The Honourable Gerald William Lascelles (26 October 1849 – 11 February 1928) was a British author and Deputy Surveyor of the New Forest from 1880 to 1914, and writer of an important book on the area, Thirty Five Years in the New Forest.

He was born at Goldsborough Hall in Yorkshire, the third son of the 4th Earl of Harewood and Lady Elizabeth Joanna de Burgh, daughter of 1st Marquess of Clanricarde. He graduated from Cambridge University with a Bachelor of Arts. Lascelles was invested as a Companion of The Most Honourable Order of the Bath (C.B.) in the 1914 Birthday Honours.

Alongside arguably his most famous work on the New Forest, he authored Sport in the New Forest and Forestry and the New Forest in the Hampshire volumes of the Victoria County History, The Art of Falconry, and numerous other (mainly sporting) publications.

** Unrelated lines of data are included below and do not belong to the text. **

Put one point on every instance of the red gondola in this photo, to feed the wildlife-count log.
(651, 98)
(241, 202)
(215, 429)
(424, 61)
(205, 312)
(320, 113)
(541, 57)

On 9 February 1875, he married Constance Augusta Mary FitzClarence Phillipson, the daughter of John Burton Phillipson, and had four children with her.

- Gerald Hubert Lascelles (23 April 1876 – 13 July 1928)
- John Beilby Lascelles (19 February 1884 – 13 November 1907)
- Richard Lascelles (born and died 30 November 1887)
- Cynthia Rachael Lascelles (29 August 1885 – 6 September 1961), who married George Wentworth Warwick Bampfylde, 4th Baron Poltimore.